Sat, 09/17/2011 - 05:44 — prohormones (not verified)I love to come back to archive.truthout.org
legal steroids
erbjudanden
Thu, 02/16/2012 - 16:46 — Gratis (not verified)tzaarkk dyp apgxid qhglf muwq wbz ERBJUDANDEN lyhraea iqu wikupw qvwmb nosa eba
http://wwewitner.freehomepage.com i
dnbnwo
Mon, 04/16/2012 - 17:28 — dnbnwo (not verified)tksxgkb
Pandora Charms
Tue, 05/22/2012 - 15:10 — rmqwefjm (not verified)laryqrl http://www.elevatorshoeswholesalestore.info/ - Pandora Charms vfgybog http://www.elevatorshoeswholesalestore.info/ - Pandora Charms dojklbv http://www.elevatorshoeswholesalestore.info/ - Pandora Charms fnylfvq Pandora Charms xhlvoet Pandora Charms nlefuzz Pandora Charms
http://www.coachsalejp.com/
Wed, 07/04/2012 - 01:56 — carpinteyrones (not verified)gucci 財布
グッチ 財布
グッチ 公式
gucci
グッチ 財布
コーチ 財布
コーチ 財布
コーチ 財布
コーチ 財布
コーチ 財布
http://www.coachsalejp.com/
Thu, 07/05/2012 - 01:09 — pletcheriqx (not verified)gucci 財布
gucci 財布
グッチ 財布
gucci
グッチ バッグ
コーチ アウトレット
コーチ バッグ
コーチ 財布
コーチ アウトレット
コーチ
http://www.coachsalejp.com/
Fri, 07/06/2012 - 00:05 — carpinteyrohgd (not verified)グッチ 公式
グッチ 財布 メンズ
グッチ 財布
グッチ 公式
グッチ バッグ
coach
コーチ 財布
コーチ
coach
コーチ 財布
http://www.coachsalejp.com/
Sat, 07/07/2012 - 01:42 — pletcherfcf (not verified)gucci 財布
グッチ 財布
グッチ 公式
gucci
グッチ
コーチ アウトレット
コーチ 財布
コーチ アウトレット
コーチ アウトレット
coach アウトレット
http://www.coachsalejp.com/
Sun, 07/08/2012 - 15:51 — pletcherlfy (not verified)グッチ 公式
gucci 財布
グッチ 公式
gucci 財布
グッチ
コーチ 財布
コーチ
コーチ 財布
coach
コーチ 財布
designer handbags online
Tue, 10/16/2012 - 00:58 — occuxusa (not verified)online designer boutiques online shopping oCRwgNMg http://designeronlinestor.blogcindario.com/
chanel handbags outlet
Thu, 10/18/2012 - 08:29 — Reilicox (not verified)must check outlet chanel for promotion code ffadCAqt http://etourismbook.com/chanelhandbagoutlet/
burberry outlet store
Tue, 10/30/2012 - 20:14 — nekbeada (not verified)must check burberry outlet store for more yMWMdVOb http://www.burberry-outlet--store.com/
jason pierre paul jersey
Sat, 11/03/2012 - 00:43 — Jimmyvd6ax (not verified)ojimd colt mccoy jersey
kxqfo reggie wayne jersey
vhruh randy moss jersey
bzgcs julio jones jersey
lleaf aldon smith jersey
louis vuitton handbags
Mon, 02/25/2013 - 06:02 — louis vuitton handbags (not verified)Your house is valueble for me.
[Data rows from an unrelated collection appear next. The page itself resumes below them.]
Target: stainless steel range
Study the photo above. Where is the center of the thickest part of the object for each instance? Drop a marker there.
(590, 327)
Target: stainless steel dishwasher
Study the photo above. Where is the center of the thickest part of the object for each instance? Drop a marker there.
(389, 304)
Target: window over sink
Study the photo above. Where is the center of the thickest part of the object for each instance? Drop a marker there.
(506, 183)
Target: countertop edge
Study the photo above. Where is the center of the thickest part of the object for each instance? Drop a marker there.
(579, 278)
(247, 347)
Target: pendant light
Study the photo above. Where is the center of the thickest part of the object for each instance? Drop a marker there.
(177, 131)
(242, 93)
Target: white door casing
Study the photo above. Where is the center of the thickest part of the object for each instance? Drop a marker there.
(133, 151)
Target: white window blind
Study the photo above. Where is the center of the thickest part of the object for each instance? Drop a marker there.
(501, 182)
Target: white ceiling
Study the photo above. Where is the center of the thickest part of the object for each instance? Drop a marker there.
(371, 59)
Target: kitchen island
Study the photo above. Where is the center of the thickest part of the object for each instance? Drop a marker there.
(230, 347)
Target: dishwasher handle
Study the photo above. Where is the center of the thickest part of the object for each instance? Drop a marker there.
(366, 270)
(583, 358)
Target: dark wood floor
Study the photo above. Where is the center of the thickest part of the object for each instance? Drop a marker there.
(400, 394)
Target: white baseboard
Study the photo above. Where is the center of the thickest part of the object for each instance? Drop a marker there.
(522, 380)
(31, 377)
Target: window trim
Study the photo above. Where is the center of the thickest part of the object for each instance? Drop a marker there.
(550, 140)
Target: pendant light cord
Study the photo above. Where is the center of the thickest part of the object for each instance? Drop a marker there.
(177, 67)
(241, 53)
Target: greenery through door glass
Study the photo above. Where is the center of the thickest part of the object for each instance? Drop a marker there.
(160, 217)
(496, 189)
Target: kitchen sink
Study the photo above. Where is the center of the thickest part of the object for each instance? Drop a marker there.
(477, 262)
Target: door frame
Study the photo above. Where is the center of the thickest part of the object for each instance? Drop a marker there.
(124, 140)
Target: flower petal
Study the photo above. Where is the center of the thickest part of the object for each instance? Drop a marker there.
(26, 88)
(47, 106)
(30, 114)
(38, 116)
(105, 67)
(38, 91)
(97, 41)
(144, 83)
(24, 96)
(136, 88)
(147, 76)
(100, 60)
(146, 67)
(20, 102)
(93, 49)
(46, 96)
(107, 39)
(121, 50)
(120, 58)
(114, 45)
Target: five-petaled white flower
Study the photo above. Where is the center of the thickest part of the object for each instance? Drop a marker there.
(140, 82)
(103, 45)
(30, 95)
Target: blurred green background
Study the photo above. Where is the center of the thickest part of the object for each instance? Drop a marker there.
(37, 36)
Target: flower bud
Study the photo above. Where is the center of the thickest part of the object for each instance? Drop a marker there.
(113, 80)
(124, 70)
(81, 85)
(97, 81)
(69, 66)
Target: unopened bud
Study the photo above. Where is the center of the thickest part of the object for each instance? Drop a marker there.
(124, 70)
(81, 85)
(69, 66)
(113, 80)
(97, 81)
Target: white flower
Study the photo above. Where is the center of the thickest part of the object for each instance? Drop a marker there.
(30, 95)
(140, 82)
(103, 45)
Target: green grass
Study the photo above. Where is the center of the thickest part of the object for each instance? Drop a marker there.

Thanks!… [url=http://www.louisvuitt0noutlets.com/]louis vuitton handbags[/url] louis vuitton handbags
cheap ugg boots uchxtk
Wed, 03/13/2013 - 07:09 — suttokdrrik (not verified)coach outlet smcawkrc coach usa wotnbdsr coach factory outlet tlqddngv coach factory hnjcfipt
cheap ugg boots knjvcj
Sun, 03/24/2013 - 11:27 — suttokdrrik (not verified)coach outlet decfymct coach usa ouakpwqi coach factory outlet dbbjdxmr coach factory mzmwlqou
isabel marant soldes
Fri, 04/26/2013 - 21:04 — isabel marant soldes (not verified)1 wireless computer presenters, I fear I may becoming an important klipsch fanboy!